The suit also names athletic director Mike Thomas for not addressing their contentions.
Former basketball players Amarah Coleman, Alexis Smith, Taylor Tuck, Nia Oden, Sarah Livingston, Taylor Gleason and Jacqui Grant filed the suit Wednesday in federal court in Urbana, and in it they allege the university violated the Civil Rights Act.
The suit alleges ongoing racial stereotyping and derogatory statements.
In preparation for games, the suit alleges, the coaches would ask black players about their thoughts only on black opponents, “implying that blacks think differently than whites.” Black players, including those for the Illini, were described as “West Side ghetto” and playing “street ball,” the suit claims.

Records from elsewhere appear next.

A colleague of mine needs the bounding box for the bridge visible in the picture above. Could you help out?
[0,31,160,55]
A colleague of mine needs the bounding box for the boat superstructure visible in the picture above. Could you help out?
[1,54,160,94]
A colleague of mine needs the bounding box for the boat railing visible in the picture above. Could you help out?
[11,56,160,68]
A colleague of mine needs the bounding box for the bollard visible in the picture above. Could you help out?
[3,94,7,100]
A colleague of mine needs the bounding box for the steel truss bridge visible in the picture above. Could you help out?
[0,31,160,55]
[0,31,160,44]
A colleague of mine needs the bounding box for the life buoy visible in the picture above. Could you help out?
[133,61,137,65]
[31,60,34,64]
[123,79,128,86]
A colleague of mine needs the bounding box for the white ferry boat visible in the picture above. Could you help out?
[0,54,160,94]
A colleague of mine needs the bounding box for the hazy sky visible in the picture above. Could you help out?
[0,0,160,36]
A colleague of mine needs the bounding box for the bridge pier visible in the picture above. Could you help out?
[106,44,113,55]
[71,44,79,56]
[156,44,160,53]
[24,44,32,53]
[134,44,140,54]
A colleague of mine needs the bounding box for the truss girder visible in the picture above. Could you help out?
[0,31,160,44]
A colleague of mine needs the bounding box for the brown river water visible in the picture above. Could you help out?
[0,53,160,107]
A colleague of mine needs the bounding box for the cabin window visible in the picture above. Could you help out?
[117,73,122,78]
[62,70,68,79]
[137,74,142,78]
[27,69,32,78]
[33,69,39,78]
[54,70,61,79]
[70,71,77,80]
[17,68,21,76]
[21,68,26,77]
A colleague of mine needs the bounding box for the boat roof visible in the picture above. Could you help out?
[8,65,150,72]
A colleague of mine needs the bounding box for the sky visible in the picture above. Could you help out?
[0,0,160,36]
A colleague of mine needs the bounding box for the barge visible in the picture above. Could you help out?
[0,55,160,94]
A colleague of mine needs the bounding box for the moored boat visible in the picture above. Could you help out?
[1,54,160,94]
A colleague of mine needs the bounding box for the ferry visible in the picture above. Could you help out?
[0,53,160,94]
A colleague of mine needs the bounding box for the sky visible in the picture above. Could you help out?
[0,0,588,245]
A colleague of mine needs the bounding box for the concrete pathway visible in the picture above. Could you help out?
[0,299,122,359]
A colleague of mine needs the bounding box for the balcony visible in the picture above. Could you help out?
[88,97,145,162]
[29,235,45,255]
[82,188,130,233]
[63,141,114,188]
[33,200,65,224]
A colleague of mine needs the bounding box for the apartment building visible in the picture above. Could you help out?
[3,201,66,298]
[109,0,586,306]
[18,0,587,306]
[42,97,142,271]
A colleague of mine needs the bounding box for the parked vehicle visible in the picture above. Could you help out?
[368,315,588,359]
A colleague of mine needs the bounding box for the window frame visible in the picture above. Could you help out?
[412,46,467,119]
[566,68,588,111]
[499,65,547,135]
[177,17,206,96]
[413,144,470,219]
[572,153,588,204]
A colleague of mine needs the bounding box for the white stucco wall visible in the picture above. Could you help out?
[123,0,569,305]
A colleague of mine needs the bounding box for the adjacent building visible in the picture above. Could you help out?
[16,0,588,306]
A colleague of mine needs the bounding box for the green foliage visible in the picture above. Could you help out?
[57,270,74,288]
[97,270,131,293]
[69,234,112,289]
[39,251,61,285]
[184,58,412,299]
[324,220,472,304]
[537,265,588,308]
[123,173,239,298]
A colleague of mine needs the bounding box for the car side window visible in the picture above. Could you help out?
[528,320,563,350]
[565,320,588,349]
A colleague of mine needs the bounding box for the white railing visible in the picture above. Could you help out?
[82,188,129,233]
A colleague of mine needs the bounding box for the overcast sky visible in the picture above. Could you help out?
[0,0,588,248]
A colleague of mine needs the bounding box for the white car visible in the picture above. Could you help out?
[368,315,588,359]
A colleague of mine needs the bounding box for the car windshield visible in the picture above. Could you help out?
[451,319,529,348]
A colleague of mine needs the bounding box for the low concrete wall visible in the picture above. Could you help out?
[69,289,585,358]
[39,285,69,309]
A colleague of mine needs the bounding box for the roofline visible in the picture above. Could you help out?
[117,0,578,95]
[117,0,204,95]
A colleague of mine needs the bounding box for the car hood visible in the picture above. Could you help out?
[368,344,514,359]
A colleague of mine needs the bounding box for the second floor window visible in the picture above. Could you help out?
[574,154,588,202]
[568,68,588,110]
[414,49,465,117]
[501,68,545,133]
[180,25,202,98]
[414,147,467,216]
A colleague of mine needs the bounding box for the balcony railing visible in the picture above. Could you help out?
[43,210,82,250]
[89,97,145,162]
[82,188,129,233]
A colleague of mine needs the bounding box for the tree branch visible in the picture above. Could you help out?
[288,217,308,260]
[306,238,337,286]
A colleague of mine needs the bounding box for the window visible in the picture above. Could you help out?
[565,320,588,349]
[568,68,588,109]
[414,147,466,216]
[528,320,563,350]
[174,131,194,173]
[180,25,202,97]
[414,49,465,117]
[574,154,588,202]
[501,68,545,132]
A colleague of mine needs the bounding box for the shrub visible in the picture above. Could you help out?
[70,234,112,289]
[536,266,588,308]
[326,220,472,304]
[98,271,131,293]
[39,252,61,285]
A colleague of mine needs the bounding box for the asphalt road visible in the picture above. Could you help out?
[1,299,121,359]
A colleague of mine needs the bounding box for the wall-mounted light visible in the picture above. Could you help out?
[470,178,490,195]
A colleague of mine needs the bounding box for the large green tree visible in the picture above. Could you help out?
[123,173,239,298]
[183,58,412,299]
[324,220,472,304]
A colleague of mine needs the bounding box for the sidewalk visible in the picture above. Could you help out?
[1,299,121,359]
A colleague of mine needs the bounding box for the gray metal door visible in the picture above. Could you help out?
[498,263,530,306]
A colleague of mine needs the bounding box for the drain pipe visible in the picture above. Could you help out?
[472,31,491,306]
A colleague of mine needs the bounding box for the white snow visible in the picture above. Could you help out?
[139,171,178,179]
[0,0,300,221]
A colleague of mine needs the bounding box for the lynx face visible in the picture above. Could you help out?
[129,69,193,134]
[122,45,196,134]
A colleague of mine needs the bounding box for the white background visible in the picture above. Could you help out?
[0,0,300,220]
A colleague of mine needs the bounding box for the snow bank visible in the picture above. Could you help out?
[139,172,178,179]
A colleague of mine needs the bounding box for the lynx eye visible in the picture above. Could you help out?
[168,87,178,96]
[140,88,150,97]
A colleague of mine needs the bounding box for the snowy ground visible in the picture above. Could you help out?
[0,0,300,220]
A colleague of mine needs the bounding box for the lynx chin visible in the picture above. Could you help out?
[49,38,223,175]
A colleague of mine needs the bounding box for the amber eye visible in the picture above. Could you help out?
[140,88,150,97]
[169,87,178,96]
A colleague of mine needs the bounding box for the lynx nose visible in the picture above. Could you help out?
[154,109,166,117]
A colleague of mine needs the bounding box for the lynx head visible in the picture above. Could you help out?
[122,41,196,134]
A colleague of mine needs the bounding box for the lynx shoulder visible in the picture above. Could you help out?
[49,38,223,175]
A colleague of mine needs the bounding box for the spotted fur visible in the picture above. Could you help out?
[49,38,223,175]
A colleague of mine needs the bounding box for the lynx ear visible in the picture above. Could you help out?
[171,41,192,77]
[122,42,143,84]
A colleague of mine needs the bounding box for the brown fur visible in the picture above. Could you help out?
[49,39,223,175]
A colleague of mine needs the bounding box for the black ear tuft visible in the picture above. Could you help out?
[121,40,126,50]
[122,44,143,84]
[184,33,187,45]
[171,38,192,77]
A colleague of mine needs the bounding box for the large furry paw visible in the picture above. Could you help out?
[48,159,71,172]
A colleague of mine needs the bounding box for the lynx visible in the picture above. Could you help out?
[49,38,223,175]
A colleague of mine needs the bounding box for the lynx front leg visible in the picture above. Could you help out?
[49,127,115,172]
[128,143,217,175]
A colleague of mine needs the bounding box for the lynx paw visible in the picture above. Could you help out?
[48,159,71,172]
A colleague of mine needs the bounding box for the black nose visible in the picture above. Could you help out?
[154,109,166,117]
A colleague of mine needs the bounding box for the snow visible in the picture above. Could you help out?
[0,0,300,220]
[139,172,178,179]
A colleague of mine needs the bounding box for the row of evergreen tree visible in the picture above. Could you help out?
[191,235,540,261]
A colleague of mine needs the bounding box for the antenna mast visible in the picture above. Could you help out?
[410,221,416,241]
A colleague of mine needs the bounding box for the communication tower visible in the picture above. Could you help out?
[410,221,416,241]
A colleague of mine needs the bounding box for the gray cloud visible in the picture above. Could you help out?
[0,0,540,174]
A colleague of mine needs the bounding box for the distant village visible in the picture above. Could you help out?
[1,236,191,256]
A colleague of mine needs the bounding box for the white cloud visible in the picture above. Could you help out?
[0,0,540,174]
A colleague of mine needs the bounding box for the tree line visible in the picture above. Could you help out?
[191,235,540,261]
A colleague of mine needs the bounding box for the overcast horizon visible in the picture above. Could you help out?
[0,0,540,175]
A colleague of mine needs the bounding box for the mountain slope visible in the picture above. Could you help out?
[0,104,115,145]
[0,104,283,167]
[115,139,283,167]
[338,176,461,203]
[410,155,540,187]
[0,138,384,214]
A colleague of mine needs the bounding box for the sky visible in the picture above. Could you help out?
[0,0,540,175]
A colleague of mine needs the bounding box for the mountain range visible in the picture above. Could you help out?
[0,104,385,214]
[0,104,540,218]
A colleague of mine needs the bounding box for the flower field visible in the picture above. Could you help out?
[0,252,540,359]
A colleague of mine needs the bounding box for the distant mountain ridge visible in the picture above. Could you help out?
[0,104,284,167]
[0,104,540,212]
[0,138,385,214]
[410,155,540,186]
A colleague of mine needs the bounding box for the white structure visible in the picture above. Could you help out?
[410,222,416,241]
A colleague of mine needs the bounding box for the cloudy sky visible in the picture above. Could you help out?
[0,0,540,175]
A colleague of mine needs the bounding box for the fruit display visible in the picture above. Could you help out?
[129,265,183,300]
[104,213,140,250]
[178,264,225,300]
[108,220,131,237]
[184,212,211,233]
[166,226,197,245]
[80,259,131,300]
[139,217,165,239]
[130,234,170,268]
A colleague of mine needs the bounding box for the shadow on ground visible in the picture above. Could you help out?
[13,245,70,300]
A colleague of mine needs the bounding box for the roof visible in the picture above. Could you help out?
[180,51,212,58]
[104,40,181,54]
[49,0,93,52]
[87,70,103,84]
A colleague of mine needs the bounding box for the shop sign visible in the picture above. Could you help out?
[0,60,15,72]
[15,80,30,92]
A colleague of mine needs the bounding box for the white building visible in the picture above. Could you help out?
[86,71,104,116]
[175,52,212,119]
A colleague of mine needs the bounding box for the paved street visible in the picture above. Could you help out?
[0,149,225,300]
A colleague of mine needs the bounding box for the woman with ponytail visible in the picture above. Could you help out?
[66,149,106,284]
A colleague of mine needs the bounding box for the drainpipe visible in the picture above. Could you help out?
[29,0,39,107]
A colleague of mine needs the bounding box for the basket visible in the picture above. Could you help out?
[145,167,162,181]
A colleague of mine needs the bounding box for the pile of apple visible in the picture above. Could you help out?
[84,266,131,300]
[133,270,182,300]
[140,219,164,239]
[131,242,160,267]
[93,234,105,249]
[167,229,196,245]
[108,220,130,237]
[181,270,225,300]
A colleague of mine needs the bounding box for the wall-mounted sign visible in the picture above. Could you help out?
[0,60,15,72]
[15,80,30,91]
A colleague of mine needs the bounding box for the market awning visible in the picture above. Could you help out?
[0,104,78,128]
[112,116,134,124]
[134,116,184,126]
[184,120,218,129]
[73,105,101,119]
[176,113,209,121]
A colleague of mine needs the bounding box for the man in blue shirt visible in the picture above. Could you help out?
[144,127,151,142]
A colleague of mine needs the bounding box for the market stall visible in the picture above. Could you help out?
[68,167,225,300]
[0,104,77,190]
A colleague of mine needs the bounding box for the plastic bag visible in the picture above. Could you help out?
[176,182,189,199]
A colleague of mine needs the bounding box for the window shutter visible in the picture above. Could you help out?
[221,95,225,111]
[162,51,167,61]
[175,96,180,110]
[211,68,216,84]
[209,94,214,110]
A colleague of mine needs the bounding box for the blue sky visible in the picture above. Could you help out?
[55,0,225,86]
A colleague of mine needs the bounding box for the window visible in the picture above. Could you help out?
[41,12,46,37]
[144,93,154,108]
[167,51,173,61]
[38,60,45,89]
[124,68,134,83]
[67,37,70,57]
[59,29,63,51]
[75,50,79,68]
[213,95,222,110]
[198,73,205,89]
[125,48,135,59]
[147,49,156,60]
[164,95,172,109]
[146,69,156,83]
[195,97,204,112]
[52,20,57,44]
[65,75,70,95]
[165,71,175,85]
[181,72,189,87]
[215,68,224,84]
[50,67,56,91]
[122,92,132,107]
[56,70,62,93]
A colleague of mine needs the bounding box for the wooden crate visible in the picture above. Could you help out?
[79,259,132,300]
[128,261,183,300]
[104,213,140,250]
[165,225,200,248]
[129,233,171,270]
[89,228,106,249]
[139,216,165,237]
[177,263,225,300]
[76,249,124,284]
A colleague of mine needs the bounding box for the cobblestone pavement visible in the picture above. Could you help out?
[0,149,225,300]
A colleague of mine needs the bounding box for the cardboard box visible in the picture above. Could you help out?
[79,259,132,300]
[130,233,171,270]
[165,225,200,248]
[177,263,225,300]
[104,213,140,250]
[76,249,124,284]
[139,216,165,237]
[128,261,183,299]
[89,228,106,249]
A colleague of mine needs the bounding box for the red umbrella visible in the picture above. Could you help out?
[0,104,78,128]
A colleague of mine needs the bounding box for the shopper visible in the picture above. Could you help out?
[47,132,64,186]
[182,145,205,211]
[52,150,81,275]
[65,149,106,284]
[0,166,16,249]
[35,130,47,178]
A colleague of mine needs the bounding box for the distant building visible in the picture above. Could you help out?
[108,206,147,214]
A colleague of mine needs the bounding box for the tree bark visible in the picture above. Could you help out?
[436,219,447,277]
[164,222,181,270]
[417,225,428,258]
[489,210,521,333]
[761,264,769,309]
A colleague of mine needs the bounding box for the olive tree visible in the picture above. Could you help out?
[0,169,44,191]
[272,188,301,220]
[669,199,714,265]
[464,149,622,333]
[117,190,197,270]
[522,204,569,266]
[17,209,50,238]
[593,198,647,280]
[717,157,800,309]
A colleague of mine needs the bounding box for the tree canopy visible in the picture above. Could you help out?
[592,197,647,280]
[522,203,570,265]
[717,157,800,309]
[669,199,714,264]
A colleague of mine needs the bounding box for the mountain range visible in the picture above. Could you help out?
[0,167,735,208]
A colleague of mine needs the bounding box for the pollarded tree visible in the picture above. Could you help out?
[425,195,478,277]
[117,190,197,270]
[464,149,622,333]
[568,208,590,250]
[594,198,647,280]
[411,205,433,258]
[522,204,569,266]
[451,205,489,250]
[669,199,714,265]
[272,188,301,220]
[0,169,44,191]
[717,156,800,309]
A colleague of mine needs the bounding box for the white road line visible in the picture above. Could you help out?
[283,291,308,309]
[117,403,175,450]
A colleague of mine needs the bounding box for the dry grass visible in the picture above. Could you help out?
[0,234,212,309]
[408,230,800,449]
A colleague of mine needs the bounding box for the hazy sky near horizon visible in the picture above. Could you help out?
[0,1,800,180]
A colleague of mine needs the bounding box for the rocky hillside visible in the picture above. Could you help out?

The coaches referred to opposing teams that were predominantly black as “undisciplined and unintelligent” while describing white opponents as “disciplined and intelligent,” the suit alleges.
The suit alleges that since their hiring in 2012, coaches purposely “reconstituted the roster” through recruiting to increase the number of white players and decrease the number of black players.
The lawsuit includes a litany of other allegations against the coaches, including these:
•Coaches conducted segregated practices and arranged segregated travel accommodations, “prohibiting white players from rooming with black players.”
•They used more severe discipline for black players than white players.
•They called black players Oden, Smith and Tuck “toxic” and “crabs,” describing them as dragging each other down much like crabs trying to crawl out of a bucket.
•They put black players in the “dog pound” as punishment, which the suit said indirectly labeled them as dogs. And they relegated white players who supported black players to the “dog pound” and called them “mascots.”
The suit also states that the coaches “publicly or privately” addressed several players “during games, practices and/or in meetings in such a manner that was designed and/or intended to embarrass, denigrate, demoralize and/or demean” players “in front of others and to discourage (them) from continuing to participate in the program and team.”
Coleman, Smith, Tuck, Oden and Livingston are African-American. Gleason and Grant are white.
The treatment, the suit claims, was designed to compel players to quit the team or transfer. The defendants were all in position to address the “racially hostile environment,” but the suit claims that Bollant and Thomas were “indifferent.”